Madagascar est en train de perdre ce qu’il a de plus précieux. Les lémuriens, symboles vivants de l’île et primates les plus anciens du monde, sont aujourd’hui menacés d’extinction non seulement par la déforestation, mais aussi par la consommation illégale de leur viande.
Selon une étude menée par la biologiste de la conservation Cortni Borgerson, près de 13 000 lémuriens sont tués chaque année. Contrairement aux idées reçues, cette chasse n’est pas principalement liée à la faim des populations rurales. La demande vient surtout des villes, portée par des consommateurs aisés, prêts à payer cher pour une viande interdite.

Pour certains, manger du lémurien est devenu un signe de prestige. La viande circule discrètement, parfois dans des restaurants ou lors de repas privés. Des croyances infondées lui attribuent un goût supérieur ou des vertus de jeunesse. En réalité, il s’agit d’un crime environnemental.
La situation est d’autant plus grave que les lémuriens ont déjà perdu l’essentiel de leur habitat.

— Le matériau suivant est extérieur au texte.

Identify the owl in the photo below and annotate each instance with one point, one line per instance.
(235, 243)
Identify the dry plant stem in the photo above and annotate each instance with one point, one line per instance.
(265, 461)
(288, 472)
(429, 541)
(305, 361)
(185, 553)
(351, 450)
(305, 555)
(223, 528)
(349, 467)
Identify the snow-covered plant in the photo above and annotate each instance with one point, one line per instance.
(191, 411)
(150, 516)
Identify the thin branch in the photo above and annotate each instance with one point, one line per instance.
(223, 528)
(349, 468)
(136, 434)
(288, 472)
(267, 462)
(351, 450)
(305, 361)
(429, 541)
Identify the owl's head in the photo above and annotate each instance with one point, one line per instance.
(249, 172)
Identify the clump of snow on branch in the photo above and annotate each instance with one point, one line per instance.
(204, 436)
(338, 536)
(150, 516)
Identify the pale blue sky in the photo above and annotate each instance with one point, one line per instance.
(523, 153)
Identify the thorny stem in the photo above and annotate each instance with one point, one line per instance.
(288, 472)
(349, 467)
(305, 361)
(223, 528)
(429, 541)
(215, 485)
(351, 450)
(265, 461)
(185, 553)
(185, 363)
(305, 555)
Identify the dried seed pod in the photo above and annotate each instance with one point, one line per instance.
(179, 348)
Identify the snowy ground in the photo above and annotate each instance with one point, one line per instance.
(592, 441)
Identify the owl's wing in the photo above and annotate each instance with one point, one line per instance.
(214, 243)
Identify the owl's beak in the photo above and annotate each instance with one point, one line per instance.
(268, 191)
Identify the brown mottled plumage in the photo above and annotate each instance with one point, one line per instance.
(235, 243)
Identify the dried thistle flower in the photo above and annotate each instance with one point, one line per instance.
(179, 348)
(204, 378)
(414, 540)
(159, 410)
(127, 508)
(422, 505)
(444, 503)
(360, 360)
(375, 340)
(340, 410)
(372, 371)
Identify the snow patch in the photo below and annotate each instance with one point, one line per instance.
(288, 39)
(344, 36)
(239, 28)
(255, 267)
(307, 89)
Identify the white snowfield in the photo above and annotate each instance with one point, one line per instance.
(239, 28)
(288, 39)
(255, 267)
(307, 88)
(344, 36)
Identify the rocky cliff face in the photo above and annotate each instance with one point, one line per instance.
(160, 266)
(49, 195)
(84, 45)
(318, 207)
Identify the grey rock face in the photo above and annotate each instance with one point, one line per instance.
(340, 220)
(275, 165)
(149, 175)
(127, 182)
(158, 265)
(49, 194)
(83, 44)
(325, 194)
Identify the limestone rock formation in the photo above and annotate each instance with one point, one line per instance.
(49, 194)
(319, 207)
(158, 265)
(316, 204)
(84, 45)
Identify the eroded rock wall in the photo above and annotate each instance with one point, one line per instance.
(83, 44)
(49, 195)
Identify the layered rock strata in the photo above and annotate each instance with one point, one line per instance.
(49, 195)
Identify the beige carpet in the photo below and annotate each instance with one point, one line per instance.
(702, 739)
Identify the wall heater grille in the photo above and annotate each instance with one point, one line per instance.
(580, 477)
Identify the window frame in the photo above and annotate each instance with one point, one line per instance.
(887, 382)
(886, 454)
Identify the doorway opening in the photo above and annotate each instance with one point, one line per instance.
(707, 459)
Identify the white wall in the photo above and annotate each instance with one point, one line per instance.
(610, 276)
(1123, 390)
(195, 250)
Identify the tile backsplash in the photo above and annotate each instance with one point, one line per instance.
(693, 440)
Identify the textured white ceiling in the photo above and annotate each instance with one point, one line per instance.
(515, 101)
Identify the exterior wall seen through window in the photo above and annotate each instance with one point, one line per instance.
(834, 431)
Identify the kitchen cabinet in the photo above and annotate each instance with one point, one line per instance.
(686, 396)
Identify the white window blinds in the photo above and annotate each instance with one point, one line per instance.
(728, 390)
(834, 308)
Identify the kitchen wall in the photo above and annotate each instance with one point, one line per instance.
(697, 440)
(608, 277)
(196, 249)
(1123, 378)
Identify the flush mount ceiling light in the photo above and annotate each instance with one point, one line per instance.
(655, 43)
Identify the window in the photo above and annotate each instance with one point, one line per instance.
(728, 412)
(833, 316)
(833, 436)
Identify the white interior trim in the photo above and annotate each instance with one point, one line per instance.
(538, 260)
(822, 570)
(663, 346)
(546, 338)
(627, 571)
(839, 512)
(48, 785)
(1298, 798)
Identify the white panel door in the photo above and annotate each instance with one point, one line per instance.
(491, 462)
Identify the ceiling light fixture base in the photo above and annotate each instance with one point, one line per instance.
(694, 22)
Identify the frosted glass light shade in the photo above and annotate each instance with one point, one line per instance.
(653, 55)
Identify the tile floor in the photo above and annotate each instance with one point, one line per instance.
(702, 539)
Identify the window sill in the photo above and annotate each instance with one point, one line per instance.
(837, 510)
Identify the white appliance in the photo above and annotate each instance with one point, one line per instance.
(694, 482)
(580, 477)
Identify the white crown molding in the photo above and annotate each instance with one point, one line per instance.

Les forêts primaires disparaissent sous l’effet de la déforestation, de l’agriculture sur brûlis et de projets d’infrastructures lourds.
La construction d’une autoroute traversant les derniers massifs forestiers aggrave cette destruction. Elle fragmente les écosystèmes, ouvre l’accès aux braconniers et accélère la disparition d’espèces déjà en danger critique.

Sur le terrain, beaucoup de chasseurs affirment qu’ils arrêteraient immédiatement s’ils avaient d’autres moyens de subsistance. Le problème n’est donc pas seulement la chasse, mais une chaîne alimentée par l’argent urbain, dans un pays où la pauvreté est massive.
Pendant que la majorité de la population lutte pour se nourrir, une minorité détruit un patrimoine naturel unique au monde pour satisfaire un caprice. Cette pratique traduit une dérive sociale et un mépris de l’héritage culturel malgache, où le lémurien est traditionnellement respecté.

Les conclusions sont claires : il faut sanctionner fermement le commerce de viande de lémurien, protéger strictement les forêts restantes, remettre en question les projets destructeurs et surtout cibler les consommateurs urbains par des campagnes de sensibilisation.
Si rien n’est fait, Madagascar risque de devenir le premier pays à avoir laissé disparaître ses espèces emblématiques, non par ignorance, mais par choix humain.